Fire only start of problems for Granite Shoals family
GRANITE SHOALS — Charity Parker wrapped up the Christmas shopping almost three months before Dec. 25, but then a fire turned her family’s hoped-for holiday into smoke and ashes.
The blaze destroyed the two-bedroom structure, claimed her husband’s tools, consumed a fully stocked pantry and torched all the family’s Christmas presents. Their niece, whose mother is in hospice, was supposed to move in so the family could help take care of her.
“I had it all done. All the kids’ gifts were stored over there,” Parker said, pointing to the gutted shell of a building adjacent to the home where she, husband Chris Parker and their four children live.
The damaged building also held a freezer.
“Our Christmas tree and decorations were there, too. And all the kids’ first Christmas ornaments,” she said.
Christmas promised to be good for the Parkers this year. But during the night of Oct. 22, a blaze destroyed the adjacent building.
“It was horrible,” Charity Parker said, standing among the ruins. “You can still smell it.”
The Parkers and their sons — ages 7 months, 3 years, 8 years and 10 years — were asleep in the main house. A neighbor behind them raced around the dwelling knocking on all the windows trying to wake the family.

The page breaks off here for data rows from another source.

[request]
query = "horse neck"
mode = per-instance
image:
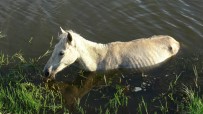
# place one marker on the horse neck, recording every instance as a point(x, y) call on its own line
point(91, 54)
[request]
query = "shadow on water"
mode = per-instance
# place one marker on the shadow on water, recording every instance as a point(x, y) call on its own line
point(93, 90)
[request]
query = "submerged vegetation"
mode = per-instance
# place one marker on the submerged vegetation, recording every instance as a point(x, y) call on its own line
point(22, 90)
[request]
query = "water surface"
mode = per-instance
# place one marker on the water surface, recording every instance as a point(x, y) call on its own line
point(30, 25)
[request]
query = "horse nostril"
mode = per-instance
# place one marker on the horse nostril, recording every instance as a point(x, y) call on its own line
point(46, 72)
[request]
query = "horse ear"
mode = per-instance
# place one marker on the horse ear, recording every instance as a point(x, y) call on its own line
point(63, 31)
point(69, 37)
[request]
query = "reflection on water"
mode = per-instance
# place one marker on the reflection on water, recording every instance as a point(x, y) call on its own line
point(100, 21)
point(96, 89)
point(29, 25)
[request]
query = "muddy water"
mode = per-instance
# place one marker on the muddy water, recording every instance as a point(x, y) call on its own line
point(29, 25)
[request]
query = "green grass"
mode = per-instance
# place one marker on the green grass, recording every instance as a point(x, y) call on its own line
point(19, 93)
point(195, 103)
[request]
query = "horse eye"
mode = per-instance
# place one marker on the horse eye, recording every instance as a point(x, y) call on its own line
point(170, 48)
point(61, 53)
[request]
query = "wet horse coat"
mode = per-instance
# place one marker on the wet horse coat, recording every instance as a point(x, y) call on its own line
point(138, 54)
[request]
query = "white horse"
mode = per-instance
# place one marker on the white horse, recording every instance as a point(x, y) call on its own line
point(137, 54)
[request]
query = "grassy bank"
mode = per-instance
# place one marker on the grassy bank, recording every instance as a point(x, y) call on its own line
point(22, 90)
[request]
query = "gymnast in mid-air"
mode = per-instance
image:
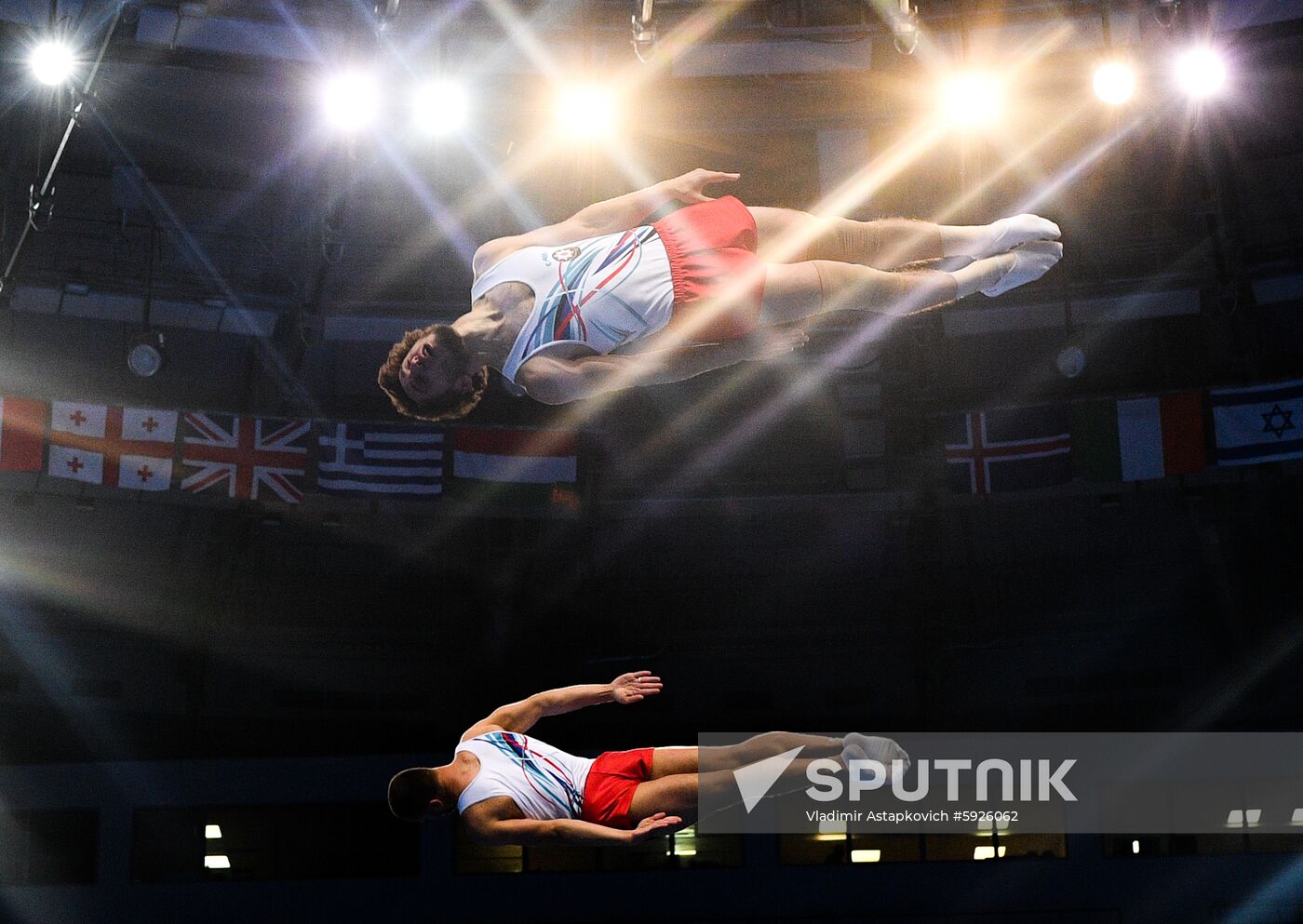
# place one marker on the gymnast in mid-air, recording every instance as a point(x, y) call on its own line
point(511, 787)
point(707, 286)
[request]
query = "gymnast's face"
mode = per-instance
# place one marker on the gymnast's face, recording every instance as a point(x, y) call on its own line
point(437, 810)
point(437, 364)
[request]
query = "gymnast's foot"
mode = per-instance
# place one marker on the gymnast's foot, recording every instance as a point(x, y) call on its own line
point(997, 237)
point(1031, 261)
point(875, 747)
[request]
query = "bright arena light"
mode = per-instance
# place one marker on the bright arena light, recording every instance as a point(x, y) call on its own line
point(1202, 72)
point(971, 100)
point(351, 100)
point(52, 62)
point(439, 107)
point(1114, 82)
point(585, 111)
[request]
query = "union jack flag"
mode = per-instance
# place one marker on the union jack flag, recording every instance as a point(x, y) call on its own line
point(245, 454)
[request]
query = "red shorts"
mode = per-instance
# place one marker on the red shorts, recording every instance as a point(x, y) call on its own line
point(719, 280)
point(611, 781)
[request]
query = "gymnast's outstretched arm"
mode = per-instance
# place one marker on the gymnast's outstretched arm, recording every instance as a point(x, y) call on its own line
point(554, 381)
point(523, 715)
point(605, 218)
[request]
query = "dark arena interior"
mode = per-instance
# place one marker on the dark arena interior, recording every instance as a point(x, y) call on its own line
point(238, 592)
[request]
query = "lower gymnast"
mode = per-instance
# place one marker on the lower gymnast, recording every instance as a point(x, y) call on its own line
point(511, 787)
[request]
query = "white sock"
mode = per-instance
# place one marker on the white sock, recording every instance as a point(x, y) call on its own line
point(875, 747)
point(1031, 261)
point(996, 237)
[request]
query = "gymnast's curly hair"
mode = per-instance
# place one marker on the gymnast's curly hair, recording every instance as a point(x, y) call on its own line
point(451, 406)
point(410, 793)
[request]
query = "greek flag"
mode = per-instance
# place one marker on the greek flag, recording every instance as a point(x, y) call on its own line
point(393, 459)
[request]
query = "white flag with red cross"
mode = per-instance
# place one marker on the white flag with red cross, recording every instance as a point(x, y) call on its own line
point(104, 445)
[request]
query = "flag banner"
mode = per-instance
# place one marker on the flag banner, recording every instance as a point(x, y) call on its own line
point(520, 456)
point(1007, 449)
point(22, 435)
point(1140, 438)
point(391, 459)
point(518, 468)
point(250, 458)
point(1257, 423)
point(119, 448)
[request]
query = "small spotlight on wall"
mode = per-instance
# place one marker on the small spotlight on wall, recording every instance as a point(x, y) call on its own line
point(351, 100)
point(1070, 361)
point(905, 29)
point(1114, 82)
point(1202, 72)
point(145, 354)
point(439, 107)
point(585, 113)
point(971, 100)
point(52, 62)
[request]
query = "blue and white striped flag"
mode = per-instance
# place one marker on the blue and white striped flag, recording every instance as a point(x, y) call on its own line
point(1261, 422)
point(393, 459)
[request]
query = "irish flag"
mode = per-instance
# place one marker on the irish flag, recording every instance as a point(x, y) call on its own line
point(1139, 438)
point(515, 465)
point(22, 435)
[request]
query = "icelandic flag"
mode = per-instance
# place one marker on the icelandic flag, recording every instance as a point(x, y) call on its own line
point(1261, 422)
point(1007, 449)
point(391, 459)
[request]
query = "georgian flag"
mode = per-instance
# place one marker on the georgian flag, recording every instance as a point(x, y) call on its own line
point(104, 445)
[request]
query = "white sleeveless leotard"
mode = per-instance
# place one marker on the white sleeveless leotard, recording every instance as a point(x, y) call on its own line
point(544, 783)
point(602, 292)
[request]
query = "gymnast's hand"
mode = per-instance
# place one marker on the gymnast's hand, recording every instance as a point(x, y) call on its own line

When the Parkers emerged from their home in the 1500 block of Valley High and saw the fire ripping through the next-door building, all the stunned family could do was watch.
“I must have been in shock,” Charity Parker said. “You never expect it to happen to you.”
The first Granite Shoals Fire Department volunteer arrived in a brush truck. Parker said he didn’t attack the blaze itself but started protecting their living quarters by dousing the family’s home, which was only eight feet from the burning structure.
“He probably saved our home,” she said. “He just kept spraying back and forth (along the home’s roof).”
She pointed to the home’s eaves where the fire’s heat melted the paint.
“It was close,” Parker said.
The family had been renovating the additional structure because Parker’s niece planned to move in with them. Parker said her sister is currently in hospice care and it would only be a matter of time before the niece relocated.
“Now, we don’t know where she’ll stay,” Parker said.
The fire knocked out a fuse box, leaving the Parkers without water and electricity for almost two weeks.
The fire gutted the structure. The family had recently stocked the freezer in anticipation of Chris Parker being laid off from his seasonal job. However, they are hoping he can find employment laying tile this winter.
“But all his tools were in there,” Charity Parker said. She pointed to some twisted pieces of metal and other items that used to be her husband’s tools.
The fire also destroyed two motorcycles — her husband’s and her 10-year-old son’s dirt bike. In another corner, the Parkers had stored an air conditioning unit, a new bathroom vanity and other supplies for remodeling the building and their own home.
“It’s all gone,” Charity Parker said. “Of course it wasn’t insured.”
With no insurance on the building, the Parkers are left to clean it up themselves. From there, Parker said they don’t know what they’ll do.
“We’ll probably have to knock it down,” she said.
As she walked through the ruins, Parker picked up some burned cans of food and a couple of charred Christmas ornaments.
The fire also consumed several mementos left by her mother, who died when Parker was 15, she said.
“But we can replace this — well, most of it,” she said. “The good news is we’re all right.”
The cause of the fire is undetermined, she added.
There’s been an account set up at First National Bank in the Marble Falls Walmart, 2700 U.S. 281, to help the Parkers. The account is under the name of Parker’s sister Deidra Heffner.